In der Hauptstadt Wellington angekommen, bietet ihm ein Mitreisender namens George Hunter einen Job an. Parnell zögert und argumentiert: "Uns wurden 24 Stunden pro Tag gegeben, acht davon sind für die Arbeit gedacht, acht fürs Schlafen und acht Stunden für die Freizeit, in der Männer das tun, was sie wollen. Ich starte morgen um 8 Uhr unter diesen Bedingungen."

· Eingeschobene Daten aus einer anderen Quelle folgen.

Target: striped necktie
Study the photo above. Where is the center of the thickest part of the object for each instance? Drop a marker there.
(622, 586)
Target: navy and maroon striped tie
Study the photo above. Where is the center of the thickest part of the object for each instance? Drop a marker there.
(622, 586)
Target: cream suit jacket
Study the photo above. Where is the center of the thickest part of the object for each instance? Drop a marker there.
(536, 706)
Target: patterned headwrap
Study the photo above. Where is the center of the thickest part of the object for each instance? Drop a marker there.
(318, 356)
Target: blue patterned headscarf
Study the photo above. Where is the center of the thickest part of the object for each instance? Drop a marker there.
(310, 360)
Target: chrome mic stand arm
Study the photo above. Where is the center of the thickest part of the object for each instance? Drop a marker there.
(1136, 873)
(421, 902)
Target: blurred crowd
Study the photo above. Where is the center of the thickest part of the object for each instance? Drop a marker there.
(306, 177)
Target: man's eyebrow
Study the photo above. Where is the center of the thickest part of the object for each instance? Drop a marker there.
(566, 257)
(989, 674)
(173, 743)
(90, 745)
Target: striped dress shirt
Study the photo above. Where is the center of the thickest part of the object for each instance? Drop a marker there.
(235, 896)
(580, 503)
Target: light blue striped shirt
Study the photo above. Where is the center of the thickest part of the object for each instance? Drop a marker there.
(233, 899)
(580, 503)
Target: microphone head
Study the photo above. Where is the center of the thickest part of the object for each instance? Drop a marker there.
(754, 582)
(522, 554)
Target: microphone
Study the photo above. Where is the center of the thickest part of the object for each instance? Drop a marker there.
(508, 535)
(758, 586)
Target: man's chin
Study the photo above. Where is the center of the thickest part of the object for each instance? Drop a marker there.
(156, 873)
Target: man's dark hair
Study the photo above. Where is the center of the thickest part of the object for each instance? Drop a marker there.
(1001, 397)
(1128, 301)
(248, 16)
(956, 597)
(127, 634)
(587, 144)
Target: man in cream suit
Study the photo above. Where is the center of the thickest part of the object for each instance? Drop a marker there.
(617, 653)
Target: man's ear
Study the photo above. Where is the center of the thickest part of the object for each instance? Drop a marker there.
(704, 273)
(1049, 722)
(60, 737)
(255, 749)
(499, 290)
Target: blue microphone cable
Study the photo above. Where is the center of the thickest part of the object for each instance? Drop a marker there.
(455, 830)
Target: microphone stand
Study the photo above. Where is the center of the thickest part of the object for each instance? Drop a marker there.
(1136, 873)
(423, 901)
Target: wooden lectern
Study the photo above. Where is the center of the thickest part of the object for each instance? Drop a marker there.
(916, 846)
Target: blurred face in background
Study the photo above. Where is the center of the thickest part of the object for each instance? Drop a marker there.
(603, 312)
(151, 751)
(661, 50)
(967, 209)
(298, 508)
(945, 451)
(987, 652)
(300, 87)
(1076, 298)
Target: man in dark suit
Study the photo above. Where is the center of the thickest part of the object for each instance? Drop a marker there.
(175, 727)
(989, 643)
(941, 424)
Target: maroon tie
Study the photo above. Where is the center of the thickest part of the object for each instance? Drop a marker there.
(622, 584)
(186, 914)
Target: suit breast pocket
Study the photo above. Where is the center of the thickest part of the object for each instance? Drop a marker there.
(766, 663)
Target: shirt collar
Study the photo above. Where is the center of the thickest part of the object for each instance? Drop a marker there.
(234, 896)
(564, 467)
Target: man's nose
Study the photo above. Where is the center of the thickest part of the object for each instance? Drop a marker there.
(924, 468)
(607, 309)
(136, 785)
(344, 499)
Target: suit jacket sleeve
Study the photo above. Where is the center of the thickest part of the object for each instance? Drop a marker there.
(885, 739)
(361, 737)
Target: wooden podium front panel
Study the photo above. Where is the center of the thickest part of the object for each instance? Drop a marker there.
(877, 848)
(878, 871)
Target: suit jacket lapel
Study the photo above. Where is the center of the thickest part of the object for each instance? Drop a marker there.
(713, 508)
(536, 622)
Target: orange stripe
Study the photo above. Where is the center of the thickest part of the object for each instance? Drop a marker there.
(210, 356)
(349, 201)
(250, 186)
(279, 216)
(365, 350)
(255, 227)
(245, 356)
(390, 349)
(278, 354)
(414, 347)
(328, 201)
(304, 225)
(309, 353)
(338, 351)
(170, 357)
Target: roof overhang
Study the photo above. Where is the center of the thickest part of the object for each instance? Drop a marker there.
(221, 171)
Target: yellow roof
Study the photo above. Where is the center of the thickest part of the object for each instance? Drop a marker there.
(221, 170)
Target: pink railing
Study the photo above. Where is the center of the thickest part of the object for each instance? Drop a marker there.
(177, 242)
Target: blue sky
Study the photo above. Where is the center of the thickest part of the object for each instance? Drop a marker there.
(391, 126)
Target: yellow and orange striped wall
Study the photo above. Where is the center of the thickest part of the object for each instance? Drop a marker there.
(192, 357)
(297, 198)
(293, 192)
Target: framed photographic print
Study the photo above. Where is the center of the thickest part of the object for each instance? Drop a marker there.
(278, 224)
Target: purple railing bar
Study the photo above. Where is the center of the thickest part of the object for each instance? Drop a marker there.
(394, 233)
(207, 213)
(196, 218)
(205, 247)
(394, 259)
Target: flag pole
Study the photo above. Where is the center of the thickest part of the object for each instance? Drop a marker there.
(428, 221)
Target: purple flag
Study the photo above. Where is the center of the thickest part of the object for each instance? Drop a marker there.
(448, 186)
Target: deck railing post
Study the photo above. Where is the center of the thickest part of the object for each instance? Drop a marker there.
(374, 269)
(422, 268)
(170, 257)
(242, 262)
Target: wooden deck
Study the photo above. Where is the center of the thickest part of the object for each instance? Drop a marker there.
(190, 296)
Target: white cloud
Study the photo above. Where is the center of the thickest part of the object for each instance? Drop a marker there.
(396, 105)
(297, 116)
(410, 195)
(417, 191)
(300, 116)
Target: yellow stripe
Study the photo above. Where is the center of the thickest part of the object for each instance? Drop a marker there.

Hunter ist empört: "Herr Parnell, Sie wissen ganz genau, in London arbeitet man zwölf Stunden." Parnell aber bleibt hartnäckig. "Wir sind nicht in London", sagt der damals 30-Jährige, dreht sich um und geht. Weil es in der britischen Kolonie an Fachkräften mangelt, akzeptiert Hunter die Bedingung. Der Zimmermann Parnell arbeitet keine Minute länger als acht Stunden pro Tag. Ein Erfolg, der sich herumspricht.

Ein Massaker am 1. Mai in Chicago

Ein Vierteljahrhundert später nehmen 1865 US-amerikanische Gewerkschaften den Ball auf und fordern erstmals die Einführung des Acht-Stunden-Tags. Im Mutterland des Kapitalismus regt sich Widerstand, bahnt sich ein Klassenkampf an. Auf den Straßen demonstrieren aufgebrachte Arbeiter für ein menschenwürdigeres Leben und gegen die Willkür der Arbeitgeber. Es vergehen jedoch weitere zwanzig Jahre bis man richtig aktiv wird. Erst im Oktober 1884 ruft die Arbeiterbewegung zu einem mehrtägigen Streik auf, beginnend mit 1. Mai 1886.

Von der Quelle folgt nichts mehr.